(Received for publication, September 14, 1995)
From the
To study the molecular basis of tissue-specific and hormonally regulated expression of the fatty acid synthase (FAS) gene in vivo, we generated lines of transgenic mice carrying 2.1 kilobases of the 5`-flanking region (-2100 to +67) of the rat FAS gene fused to a chloramphenicol acetyltransferase (CAT) reporter gene. This reporter gene construct was strongly expressed in tissues that normally express high levels of FAS mRNA, which include liver and white adipose tissues. In contrast, CAT reporter activity was not detected in appreciable levels in lung, heart, kidney, and muscle tissues, which do not normally show significant levels of FAS activity. The relative levels of the CAT mRNA driven by the rat FAS promoter in various tissues of the transgenic animals approximated those of the endogenous mouse FAS mRNA. We also examined the hormonal and nutritional regulation of the FAS(2.1)-CAT reporter gene in transgenic mice. CAT activity was increased in both liver and white adipose tissue when fasted animals were refed a high carbohydrate, fat-free diet. These changes in CAT activity and CAT mRNA levels occurred in parallel to the changes in endogenous mouse FAS mRNA levels. On the other hand, fasting/refeeding did not change CAT activity appreciably in other tissues, such as muscle and brown adipose tissue. Administration of dibutyryl cAMP at the start of refeeding prevented an increase in CAT activity in liver. However, the cAMP effect was tissue-specific as cAMP treatment did not bring about change in CAT activity in adipose tissue. Next, to examine the effect of insulin, we made the transgenic mice insulin-deficient by streptozotocin treatment. Insulin treatment of the streptozotocin-diabetic mice increased both the CAT activity and CAT mRNA levels driven by the rat FAS promoter in liver and white adipose tissue. These changes in CAT expression by insulin paralleled those in endogenous FAS mRNA levels. Administration of glucocorticoids increased CAT activity in all tissues examined: liver, white and brown adipose tissues, lung, heart, and spleen. Overall, the first 2.1 kilobases of the 5`-flanking region of the rat FAS gene appear to contain sequence elements necessary to confer tissue-specific and hormonally regulated expression characteristic of the endogenous FAS gene.
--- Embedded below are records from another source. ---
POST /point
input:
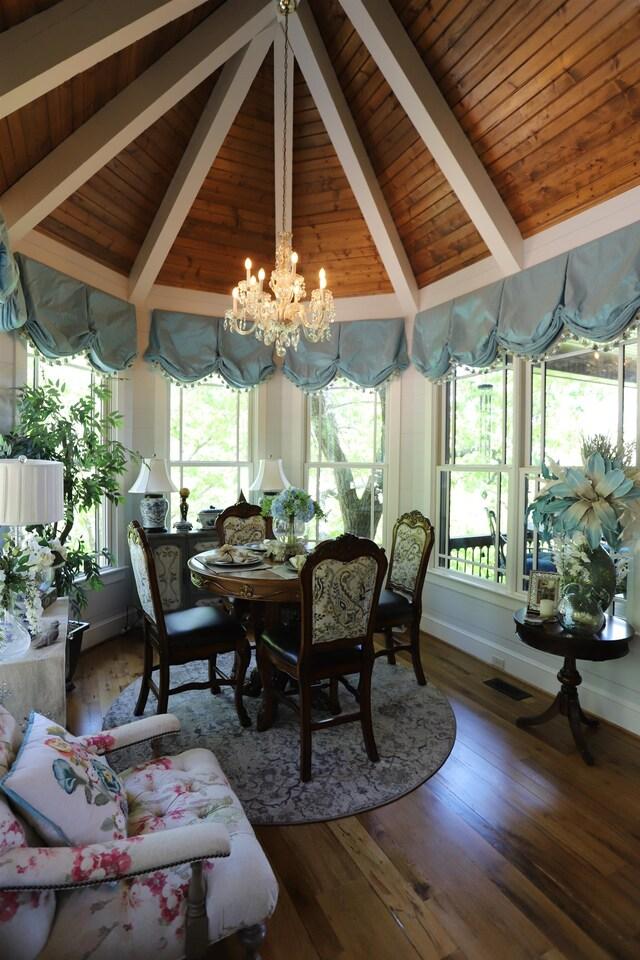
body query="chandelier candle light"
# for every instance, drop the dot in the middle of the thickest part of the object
(280, 319)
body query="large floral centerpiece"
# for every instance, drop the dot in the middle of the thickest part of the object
(291, 510)
(581, 509)
(23, 567)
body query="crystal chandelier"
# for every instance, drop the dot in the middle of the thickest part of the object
(280, 316)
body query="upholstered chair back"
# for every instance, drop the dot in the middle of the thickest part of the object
(144, 573)
(243, 523)
(341, 583)
(413, 537)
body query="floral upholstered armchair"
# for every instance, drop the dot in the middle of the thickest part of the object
(189, 871)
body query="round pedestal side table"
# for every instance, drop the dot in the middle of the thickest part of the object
(611, 643)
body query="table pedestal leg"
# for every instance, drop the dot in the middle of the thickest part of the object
(567, 705)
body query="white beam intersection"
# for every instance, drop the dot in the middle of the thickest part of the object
(225, 101)
(315, 63)
(402, 66)
(127, 115)
(51, 47)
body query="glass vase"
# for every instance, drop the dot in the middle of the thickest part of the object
(589, 593)
(15, 639)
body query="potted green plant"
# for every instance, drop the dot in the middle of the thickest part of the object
(80, 437)
(581, 508)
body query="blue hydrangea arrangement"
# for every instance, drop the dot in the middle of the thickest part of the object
(292, 504)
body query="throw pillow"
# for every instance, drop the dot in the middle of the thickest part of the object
(68, 794)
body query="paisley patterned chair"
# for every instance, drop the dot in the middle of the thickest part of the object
(340, 584)
(400, 602)
(199, 633)
(189, 872)
(243, 523)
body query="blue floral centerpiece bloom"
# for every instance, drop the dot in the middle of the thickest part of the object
(291, 510)
(581, 508)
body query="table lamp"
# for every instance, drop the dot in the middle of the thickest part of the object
(154, 481)
(270, 477)
(31, 494)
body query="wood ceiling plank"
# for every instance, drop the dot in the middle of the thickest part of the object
(323, 84)
(518, 84)
(64, 40)
(227, 231)
(438, 128)
(217, 117)
(594, 65)
(146, 99)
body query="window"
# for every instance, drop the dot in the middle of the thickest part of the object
(346, 450)
(78, 378)
(474, 479)
(210, 445)
(499, 426)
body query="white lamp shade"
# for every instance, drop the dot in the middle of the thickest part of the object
(31, 492)
(154, 478)
(270, 476)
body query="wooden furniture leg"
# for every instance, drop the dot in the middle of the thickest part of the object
(252, 939)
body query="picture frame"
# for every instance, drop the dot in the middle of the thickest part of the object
(542, 586)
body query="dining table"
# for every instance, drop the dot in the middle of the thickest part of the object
(269, 582)
(266, 587)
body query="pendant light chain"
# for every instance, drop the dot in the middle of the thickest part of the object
(284, 120)
(279, 315)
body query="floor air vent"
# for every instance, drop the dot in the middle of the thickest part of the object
(496, 683)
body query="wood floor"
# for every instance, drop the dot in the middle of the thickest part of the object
(515, 849)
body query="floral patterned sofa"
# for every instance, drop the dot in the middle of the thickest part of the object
(189, 872)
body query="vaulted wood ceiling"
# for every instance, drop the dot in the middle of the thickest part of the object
(546, 91)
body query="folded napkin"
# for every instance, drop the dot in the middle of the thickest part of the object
(228, 553)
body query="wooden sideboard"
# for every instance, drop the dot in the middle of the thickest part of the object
(171, 551)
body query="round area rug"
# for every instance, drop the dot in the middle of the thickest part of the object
(414, 728)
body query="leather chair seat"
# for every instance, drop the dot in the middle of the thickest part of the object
(201, 625)
(286, 643)
(391, 608)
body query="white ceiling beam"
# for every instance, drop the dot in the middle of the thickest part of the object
(315, 63)
(128, 114)
(278, 119)
(223, 105)
(41, 53)
(404, 70)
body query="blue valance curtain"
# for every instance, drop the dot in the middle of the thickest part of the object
(366, 352)
(13, 312)
(189, 347)
(66, 317)
(594, 291)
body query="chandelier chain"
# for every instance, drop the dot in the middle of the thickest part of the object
(285, 112)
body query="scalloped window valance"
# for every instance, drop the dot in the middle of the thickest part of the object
(188, 347)
(593, 292)
(13, 312)
(65, 317)
(366, 352)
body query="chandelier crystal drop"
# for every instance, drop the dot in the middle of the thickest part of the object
(278, 318)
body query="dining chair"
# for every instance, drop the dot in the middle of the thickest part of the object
(183, 636)
(339, 584)
(400, 603)
(243, 523)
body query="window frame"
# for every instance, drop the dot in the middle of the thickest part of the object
(253, 431)
(105, 534)
(512, 586)
(389, 467)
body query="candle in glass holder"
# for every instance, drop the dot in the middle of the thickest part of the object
(547, 609)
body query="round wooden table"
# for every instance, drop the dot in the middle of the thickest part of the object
(611, 643)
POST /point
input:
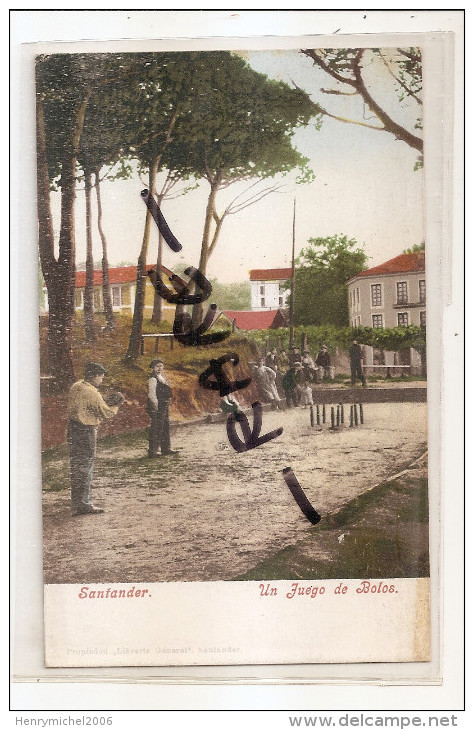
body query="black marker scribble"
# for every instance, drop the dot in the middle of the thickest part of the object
(252, 439)
(160, 221)
(181, 294)
(300, 497)
(222, 382)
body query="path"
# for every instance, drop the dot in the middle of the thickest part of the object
(211, 513)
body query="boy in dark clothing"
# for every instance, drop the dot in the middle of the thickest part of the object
(355, 355)
(159, 396)
(291, 380)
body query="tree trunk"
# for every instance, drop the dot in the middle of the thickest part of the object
(58, 274)
(205, 245)
(157, 315)
(108, 308)
(134, 342)
(89, 288)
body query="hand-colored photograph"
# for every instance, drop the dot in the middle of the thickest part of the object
(232, 315)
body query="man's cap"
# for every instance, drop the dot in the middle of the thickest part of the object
(93, 368)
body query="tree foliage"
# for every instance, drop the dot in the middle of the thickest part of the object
(321, 272)
(346, 67)
(396, 339)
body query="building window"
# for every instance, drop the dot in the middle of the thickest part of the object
(116, 296)
(377, 318)
(402, 292)
(422, 289)
(376, 295)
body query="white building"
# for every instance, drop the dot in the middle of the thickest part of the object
(392, 294)
(266, 288)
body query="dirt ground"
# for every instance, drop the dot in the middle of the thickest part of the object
(210, 513)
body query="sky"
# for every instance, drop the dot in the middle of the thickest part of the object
(365, 188)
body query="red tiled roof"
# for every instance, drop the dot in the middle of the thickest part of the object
(402, 264)
(119, 275)
(270, 274)
(256, 320)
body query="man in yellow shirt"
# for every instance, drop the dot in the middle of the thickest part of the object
(86, 410)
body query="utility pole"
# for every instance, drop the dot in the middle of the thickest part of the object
(292, 295)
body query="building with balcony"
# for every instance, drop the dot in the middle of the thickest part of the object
(267, 288)
(392, 294)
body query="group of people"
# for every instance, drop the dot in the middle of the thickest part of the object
(87, 408)
(275, 374)
(283, 377)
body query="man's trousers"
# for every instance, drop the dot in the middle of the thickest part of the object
(159, 429)
(82, 448)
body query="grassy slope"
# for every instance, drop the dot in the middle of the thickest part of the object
(183, 366)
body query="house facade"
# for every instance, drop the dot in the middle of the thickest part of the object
(252, 320)
(123, 284)
(266, 288)
(392, 294)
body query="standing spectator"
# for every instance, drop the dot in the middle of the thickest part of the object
(295, 356)
(159, 396)
(271, 360)
(324, 361)
(283, 362)
(304, 388)
(291, 380)
(355, 355)
(266, 378)
(308, 366)
(86, 409)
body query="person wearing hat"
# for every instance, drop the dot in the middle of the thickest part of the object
(159, 396)
(86, 409)
(292, 380)
(324, 361)
(355, 357)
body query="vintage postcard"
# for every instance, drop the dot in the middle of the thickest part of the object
(234, 300)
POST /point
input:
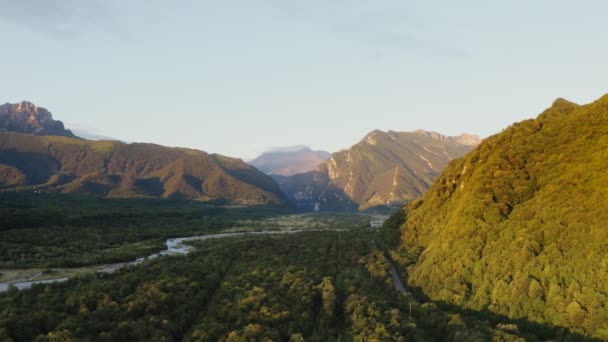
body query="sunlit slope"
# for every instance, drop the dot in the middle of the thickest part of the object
(519, 226)
(116, 169)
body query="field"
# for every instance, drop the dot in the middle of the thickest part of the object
(330, 282)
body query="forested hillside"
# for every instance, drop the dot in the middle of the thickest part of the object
(116, 169)
(519, 226)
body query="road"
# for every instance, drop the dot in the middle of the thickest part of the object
(394, 274)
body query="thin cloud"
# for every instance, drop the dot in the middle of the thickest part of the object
(405, 41)
(59, 19)
(385, 24)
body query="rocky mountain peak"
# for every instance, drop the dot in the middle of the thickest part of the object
(26, 117)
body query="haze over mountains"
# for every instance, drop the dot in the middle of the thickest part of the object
(385, 168)
(287, 163)
(37, 152)
(518, 226)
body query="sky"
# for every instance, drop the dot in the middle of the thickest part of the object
(239, 77)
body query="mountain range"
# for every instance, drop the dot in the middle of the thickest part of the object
(385, 168)
(287, 163)
(116, 169)
(518, 226)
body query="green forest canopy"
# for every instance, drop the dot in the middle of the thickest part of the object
(519, 226)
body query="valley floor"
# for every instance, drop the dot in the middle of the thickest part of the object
(334, 280)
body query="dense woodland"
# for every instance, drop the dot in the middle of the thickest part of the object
(518, 226)
(314, 286)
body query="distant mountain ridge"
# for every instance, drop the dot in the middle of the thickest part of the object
(25, 117)
(287, 163)
(384, 168)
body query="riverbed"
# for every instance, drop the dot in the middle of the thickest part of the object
(175, 246)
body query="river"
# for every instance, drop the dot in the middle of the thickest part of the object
(175, 246)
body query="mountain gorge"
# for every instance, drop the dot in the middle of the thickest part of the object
(25, 117)
(518, 226)
(385, 168)
(287, 163)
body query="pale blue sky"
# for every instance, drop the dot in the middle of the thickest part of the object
(240, 76)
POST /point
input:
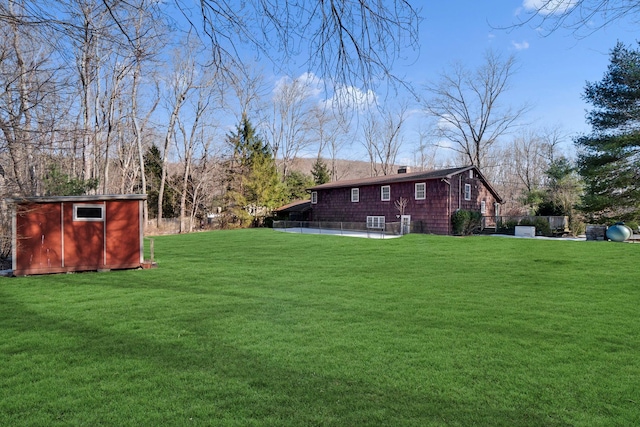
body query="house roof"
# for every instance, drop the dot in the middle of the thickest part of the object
(406, 177)
(297, 206)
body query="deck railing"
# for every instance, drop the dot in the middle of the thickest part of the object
(390, 228)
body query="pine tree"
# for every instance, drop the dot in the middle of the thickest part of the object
(609, 158)
(253, 186)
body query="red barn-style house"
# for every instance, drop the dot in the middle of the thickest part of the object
(77, 233)
(429, 197)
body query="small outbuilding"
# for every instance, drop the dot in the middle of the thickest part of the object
(77, 233)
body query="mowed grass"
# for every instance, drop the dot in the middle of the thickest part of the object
(262, 328)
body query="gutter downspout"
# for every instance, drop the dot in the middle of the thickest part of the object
(448, 207)
(459, 188)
Fatty acid synthase (FAS) ()plays a central role in de novo lipogenesis in mammals and birds by catalyzing all the
reactions in conversion of acetyl-CoA and malonyl-CoA to palmitate. FAS
activity is not known to be regulated by allosteric effectors or
covalent modification. However, FAS concentration in liver and adipose
tissue is highly sensitive to nutritional, hormonal, and developmental
states(1, 2, 3) . When rats are fasted for
1-2 days, the rate of synthesis of FAS declines, while refeeding
a high carbohydrate diet increases synthesis of FAS(4) . We
have previously reported that FAS mRNA was not detectable in livers of
fasted mice but dramatically increased upon refeeding a high
carbohydrate, fat-free diet(5) . This induction of FAS mRNA
resulted from increased transcription of the FAS gene(6) . Both
lipogenic and lipolytic hormones participate in regulating FAS
expression. Injection of cAMP prevented increase in FAS mRNA and
transcription during fasting/refeeding. FAS expression was very low in
diabetic mice, and insulin caused a marked and rapid increase in the
FAS mRNA levels and in the transcription rate of the FAS
gene(6) . Hormonal regulation of FAS expression in adipose
tissue, on the other hand, has not been studied extensively. We
observed that insulin increased and cAMP decreased FAS mRNA levels in
3T3-L1 adipocytes (5) . In these cells, thyroid hormone also
stimulated FAS gene transcription, indicating independent effects of
insulin, cAMP, and thyroid hormone on FAS gene expression(7) .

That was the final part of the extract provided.